I did want to raise something—and will ask in a minute—with the lawyers. I think it's appropriate for it to be in public session.

It was just whether we knew whether the Counsel General is always referred to whenever there's retrospective provision. 

There is an agreement I understand, yes. Every single retrospective piece of legislation will go through the Welsh Government's Counsel General.

It's long-standing as far as I'm aware. 

Okay. It is a reasonable check and balance, which I think is important to acknowledge. 

Do you want to just note that or do you want to refer that—?

We'll just note it then, so we can move on.

On to paper 12—'Report on the implementation of Law Commission proposals'. They're to be noted. I mean, obviously, make any comments now, but of course we will be meeting with members of the Law Commission early in the summer term. 

So, am I right in saying they've not identified yet an area for a Wales-specific law reform?

I think that's my understanding—that that hasn't been agreed. I understand part of the issue on these is sometimes to do with funding but there is, of course, the ongoing planning law project, which is going ahead with the Law Commission, which is a very significant consolidation piece of legislation that's referred to in the papers. Beyond that, is there any specific further—?

Well, it is just in paragraph 12 that they say that—. It seems to be in the budget that they get one review and they've not decided what it should be. That's my interpretation. 

The answer is 'I don't know'. We could always write and ask if there's been any determination yet as to what will be the area. I presume there are matters that are under consideration for inclusion, but precisely what they are I don't know. 

Okay. So, we note that, then, and then move on to—yes, we've done 12—13, a letter from the Minister for Housing and Regeneration, 21 February 2018. Just to note the response from the Minister following the Stage 1 debate. Any comments?

It is what it is. [Inaudible.] You've raised these matters very consistently, David. The replies have probably been consistent as well.

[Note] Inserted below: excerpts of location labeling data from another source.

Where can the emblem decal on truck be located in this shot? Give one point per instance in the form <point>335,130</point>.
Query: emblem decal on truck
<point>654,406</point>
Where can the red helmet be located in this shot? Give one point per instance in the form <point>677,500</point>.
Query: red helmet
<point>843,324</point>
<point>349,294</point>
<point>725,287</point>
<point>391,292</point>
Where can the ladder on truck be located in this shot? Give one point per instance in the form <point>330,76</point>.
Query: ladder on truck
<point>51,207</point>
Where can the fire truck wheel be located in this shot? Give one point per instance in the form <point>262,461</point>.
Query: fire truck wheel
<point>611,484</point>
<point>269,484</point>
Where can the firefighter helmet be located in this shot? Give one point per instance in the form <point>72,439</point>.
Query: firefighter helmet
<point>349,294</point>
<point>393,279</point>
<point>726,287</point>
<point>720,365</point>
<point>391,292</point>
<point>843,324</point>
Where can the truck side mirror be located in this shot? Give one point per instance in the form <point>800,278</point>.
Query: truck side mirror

Paper 14, a letter from the First Minister, 19 February 2018, to be noted. Again, you'll be aware that we obviously have the debate on Wednesday of this week on the report. Just to say, I thought the report has been reasonably well received. It's certainly been received by those in constitutional circles and it seems to be very timely as well. 

Paper 15, a letter from the Chair of the External Affairs and Additional Legislation Committee, to be noted. 

6. Cynnig o dan Reol Sefydlog 17.42 i benderfynu gwahardd y cyhoedd o’r cyfarfod
6. Motion under Standing Order 17.42 to resolve to exclude the public from the meeting


bod y pwyllgor yn penderfynu gwahardd y cyhoedd o weddill y cyfarfod yn unol â Rheol Sefydlog 17.42(vi).


that the committee resolves to exclude the public from the remainder of the meeting in accordance with Standing Order 17.42(vi).

Cynigiwyd y cynnig.

Motion moved.

We move now to the motion under Standing Order 17.42 to resolve to meet in private. Is that moved?

Derbyniwyd y cynnig.

Daeth rhan gyhoeddus y cyfarfod i ben am 14:39.

Motion agreed.

The public part of the meeting ended at 14:39.